The US Defense Security and Cooperation Agency (DSCA) announced on 15 December that the State Department has approved Japan’s requests to buy 44 AIM-9X Block II Sidewinder and 120 AIM-120C-8 Advanced Medium-Range Air-to-Air Missiles (AMRAAM), along with associated spares and technical support.

Both requests will come under the US Foreign Military Sales (FMS) programs and are estimated to be worth $59 and $224 million (A$87.2 and A$331.3 million) respectively.

Japan will likely use these missiles to equip its fleet of Lockheed-Martin F-35A and B Lightning II Joint Strike Fighters. The country will become the largest non-US operator of the F-35, with 147 of the 5th generation stealth fighters on order.

This request is the latest in a series of approvals by the US for Japan and South Korea for missiles over the past two months. Japan was cleared to purchase 63 RIM-116 Block 2B Rolling Airframe Missiles (RAM) in late October and a further 200 Tomahawk land-attack cruise missiles in November.
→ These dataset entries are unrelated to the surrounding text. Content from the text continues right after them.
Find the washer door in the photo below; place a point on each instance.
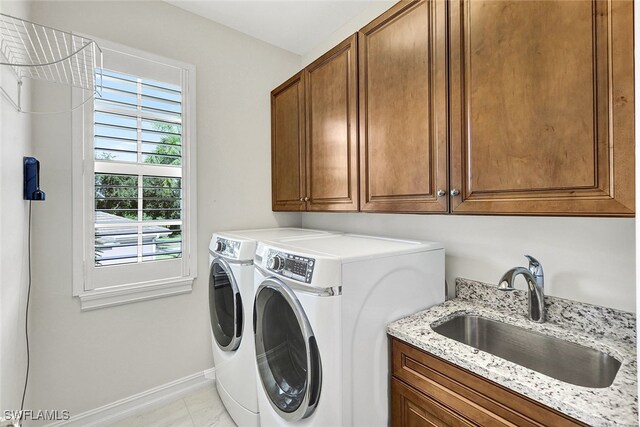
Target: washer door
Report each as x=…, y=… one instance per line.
x=286, y=351
x=225, y=306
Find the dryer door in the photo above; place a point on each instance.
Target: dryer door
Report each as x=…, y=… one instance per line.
x=286, y=351
x=225, y=306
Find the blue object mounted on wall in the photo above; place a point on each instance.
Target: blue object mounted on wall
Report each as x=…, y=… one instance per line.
x=32, y=179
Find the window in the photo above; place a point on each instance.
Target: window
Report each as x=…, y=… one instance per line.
x=134, y=181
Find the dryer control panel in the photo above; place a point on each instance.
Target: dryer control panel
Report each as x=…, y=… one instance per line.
x=292, y=266
x=227, y=248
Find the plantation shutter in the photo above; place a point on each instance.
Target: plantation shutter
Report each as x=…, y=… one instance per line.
x=138, y=173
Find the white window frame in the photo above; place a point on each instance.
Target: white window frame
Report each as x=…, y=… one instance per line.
x=95, y=295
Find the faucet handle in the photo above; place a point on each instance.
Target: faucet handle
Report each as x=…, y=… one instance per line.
x=534, y=266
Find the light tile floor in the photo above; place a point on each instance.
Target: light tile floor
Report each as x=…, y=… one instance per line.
x=202, y=408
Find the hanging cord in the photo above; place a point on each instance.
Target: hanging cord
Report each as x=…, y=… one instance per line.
x=26, y=319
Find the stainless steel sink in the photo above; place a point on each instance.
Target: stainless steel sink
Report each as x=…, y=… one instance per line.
x=559, y=359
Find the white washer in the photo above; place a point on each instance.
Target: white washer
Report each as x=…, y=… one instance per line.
x=320, y=316
x=231, y=294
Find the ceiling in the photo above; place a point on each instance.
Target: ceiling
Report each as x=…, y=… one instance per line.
x=294, y=25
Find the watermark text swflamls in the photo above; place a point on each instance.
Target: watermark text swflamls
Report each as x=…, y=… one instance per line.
x=37, y=415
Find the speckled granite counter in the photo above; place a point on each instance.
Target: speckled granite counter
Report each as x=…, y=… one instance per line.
x=610, y=331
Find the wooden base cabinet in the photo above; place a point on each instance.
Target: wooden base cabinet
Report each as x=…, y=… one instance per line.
x=429, y=391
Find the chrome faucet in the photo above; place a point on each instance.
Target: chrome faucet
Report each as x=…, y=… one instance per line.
x=535, y=283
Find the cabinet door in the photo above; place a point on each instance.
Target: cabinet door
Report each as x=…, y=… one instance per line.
x=287, y=145
x=332, y=133
x=403, y=123
x=542, y=107
x=410, y=408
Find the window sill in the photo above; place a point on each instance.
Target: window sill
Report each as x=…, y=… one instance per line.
x=109, y=297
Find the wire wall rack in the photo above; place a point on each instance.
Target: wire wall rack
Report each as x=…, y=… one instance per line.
x=39, y=52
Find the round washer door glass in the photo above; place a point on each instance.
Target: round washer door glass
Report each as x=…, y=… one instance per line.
x=286, y=351
x=225, y=306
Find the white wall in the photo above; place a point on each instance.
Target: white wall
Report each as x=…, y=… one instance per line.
x=15, y=142
x=84, y=360
x=375, y=8
x=585, y=259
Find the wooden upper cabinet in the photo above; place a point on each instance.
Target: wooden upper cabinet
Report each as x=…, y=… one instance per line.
x=403, y=124
x=288, y=145
x=542, y=107
x=332, y=132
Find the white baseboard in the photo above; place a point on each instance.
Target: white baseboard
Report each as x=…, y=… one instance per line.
x=139, y=403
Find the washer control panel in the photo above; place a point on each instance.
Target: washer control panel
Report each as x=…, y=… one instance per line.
x=292, y=266
x=228, y=248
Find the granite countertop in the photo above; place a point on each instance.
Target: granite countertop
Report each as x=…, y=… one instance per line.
x=610, y=331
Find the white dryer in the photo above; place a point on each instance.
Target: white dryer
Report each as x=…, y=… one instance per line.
x=231, y=292
x=320, y=316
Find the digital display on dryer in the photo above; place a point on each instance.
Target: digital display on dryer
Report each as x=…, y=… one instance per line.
x=293, y=266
Across the Sea of Japan/East Sea, South Korea has also had several requests to buy air- and missile-defence weapons approved recently, with ship-launched SM-6 missiles on its wish-list, along with the air-to-air AIM-9X and AIM-120.

This is likely a recognition by both countries that any potential large-scale conflict in the region would involve heavy use of cruise and ballistic missiles by their potential adversaries, with a key lesson from the Russian invasion of Ukraine being that facing down such a missile campaign would quickly deplete a nation’s missile stockpiles.

Both Japan and South Korea have been wary of China’s dramatic military transformation and its increasingly belligerent behaviour in the Indo-Pacific, along with North Korea’s nuclear weapons and ballistic missile programs in defiance of ongoing United Nations sanctions.